È vero, il mondo cambia, si trasforma anche la musica, ma questa ha comunque dei canoni da rispettare anche quando la si esplora ed eviscera nella continua ricerca di nuovi percorsi. Qui è tutto statico: un rap che diventa pop, dunque urban, che però stride con gli archi e gli arrangiamenti di un’orchestra che ce la mette tutta ma fa quello che può. Il risultato è che si mette a nudo la fragilità dei brani in gara, conseguenza di vuoti culturali enormi. E non vengano a parlare di generazione Z, è il mondo che va avanti e altre mistificazioni simili. Cantanti che si mangiano le parole (si fa, lo so, ma non per questo è una cosa positiva), voci che hanno bisogno dell’autotune – inascoltabili – per chi non ha la forza di essere un Gianni Morandi, o una Giorgia, lei sì, concorrente visibilmente a disagio su quel palco.

Non si giudica la buona volontà dei partecipanti, tutti emozionati e felici di essere lì tra i fiori (ha fatto sorridere il ringraziamento di uno dei Colla Zio al “signor Morandi”), ma della pochezza della musica si deve parlare, perché è strettamente legata al momento (che ormai dura da decenni) in cui viviamo. Si preferisce la semplicità – è un dato di fatto – in tutto. La complessità spaventa, allontana. Invece proprio lì bisognerebbe andare per far nascere farfalle colorate, ancora prigioniere nel loro bozzolo, come Madame, che ringrazia Amadeus: «un Sanremo molto difficile, per fare cento metri ne ho corsi mille».

La bravura si misura con i like e le interazioni social, così i discografici fanno i soldi coltivando l’appiattimento. Di artisti fantastici, questo sì, l’Italia ne ha a centinaia (spesso più famosi all’estero che in patria), di label che investono su preparazione, bravura e cultura troppo poche. Ma per questi artisti non c’è un festival della canzone italiana. Il mainstream impone altro. Sarebbe un discorso troppo lungo, magari un giorno si troverà la forza e il consenso per farlo.

Seconda considerazione: portare sul palco i totem della canzone italiana d’autore,

quella vera, non salva la qualità.
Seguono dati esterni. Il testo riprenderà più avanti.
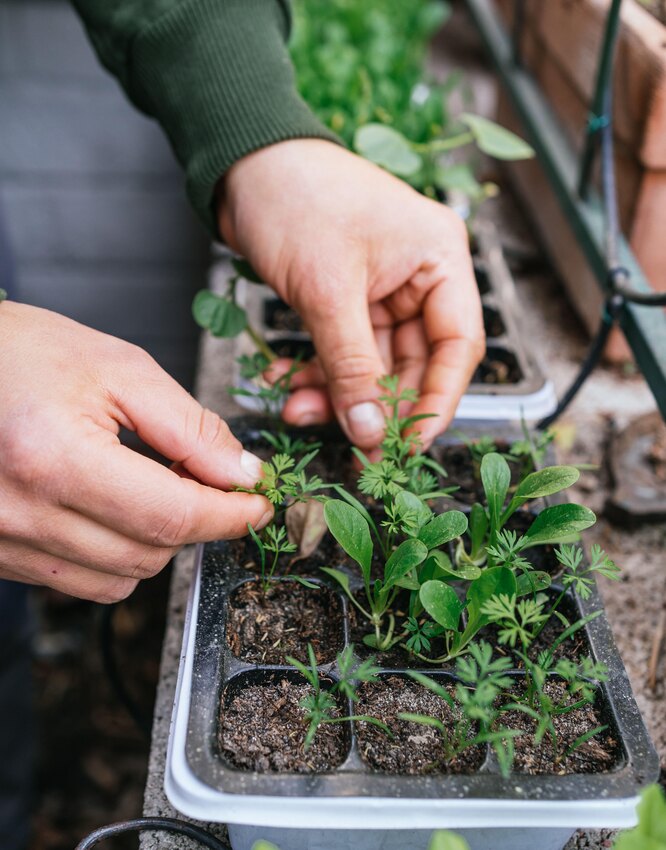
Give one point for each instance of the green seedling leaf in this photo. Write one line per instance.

Ieri sera Gino Paoli e Ornella Vanoni, entrambi ottantottenni, mi hanno imbarazzato. Esiste una pietas che dovrebbe far evitare certe figure, anche se a suonare con Paoli c’era il grande Danilo Rea. Scomodare due mostri sacri della canzone italiana, pilastri intoccabili, per un paio di numeri da amarcord tra amici, è stato poco rispettoso e dignitoso. Anche gli acclamati Depeche Mode, una delle mie band giovanili, hanno deluso, fantasmi di un passato che ostinatamente si vuole riesumare per carenza di creatività odierna.
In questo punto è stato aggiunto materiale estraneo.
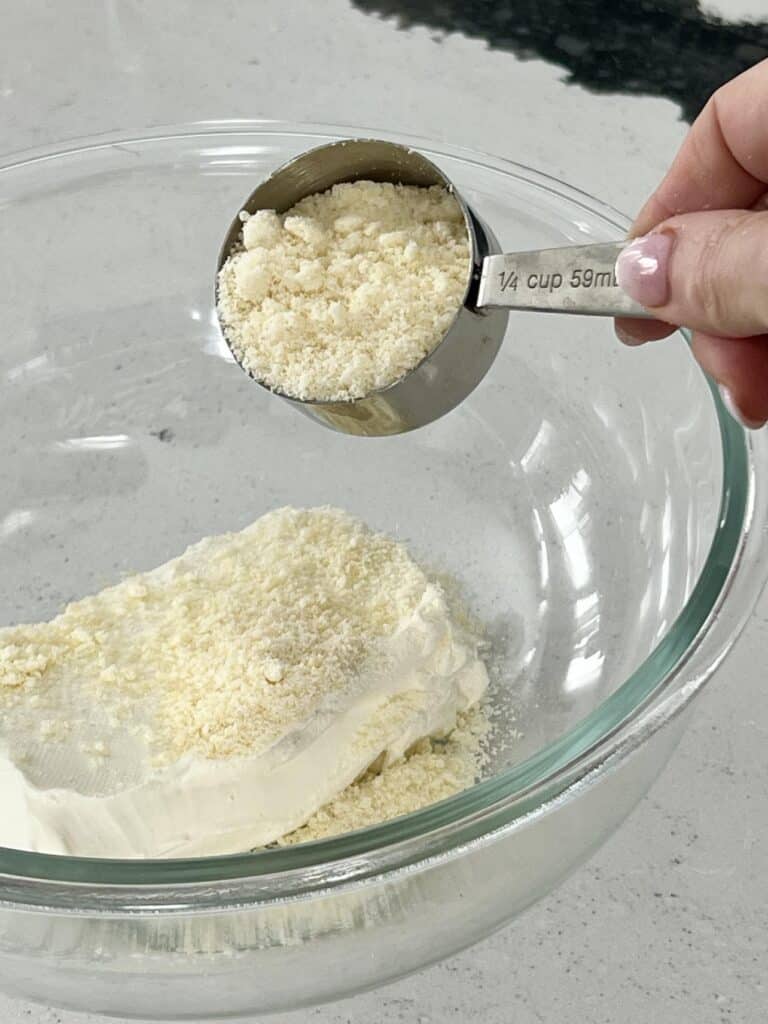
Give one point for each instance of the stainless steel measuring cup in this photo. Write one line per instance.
(573, 280)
Terza considerazione. Il Festival della Canzone Italiana è da sempre una questione politica.

Questa edizione ha raggiunto il massimo livello di guardia. Mai si era visto un presidente della Repubblica che sente la necessità di andare davanti a milioni di italiani (solo lì poteva trovarli) per assicurare i paletti della Costituzione italiana. Come mai s’era sentito dire da chi sta al governo che gli italiani hanno fatto una scelta politica chiara e, dunque, è giusto che cambino anche i modelli culturali di riferimento. Rosa Chemical, che nessuno conosceva se non nei circuiti alternativi, deve ringraziare la deputata di FdI che si è scagliata contro di lei e il gender fluid per essersi fatto/a notare. Il bacio di ieri sera a Fedez e il vibratore esibito sul palco due sere fa, sono stati l’unico atto veramente “punk” di un festival che con il punk non c’entra nulla. Alle 2:13 del mattino Amadeus ha letto il messaggio di Zelensky. Tanto rumore per nulla. Come la band rock ucraina Antytila, il cui frontman ha rimarcato le parole del suo presidente: «aiutateci e vinceremo la guerra».

Conclusione. Sanremo è Sanremo,

lo diceva uno dei claim più gettonati della storia del festival. Quindi è intoccabile e immutabile. Peccato che piccole perle rare come l’esibizione di qualche anno fa di Tosca e Silvia Pérez Cruz che cantavano Piazza Grande di Dalla, o quella dell’altra sera di Giorgia ed Elisa che hanno insegnato a milioni di italiani cosa sia “la voce” per un cantante, rimangano delle eccezioni. Quando diventeranno regola?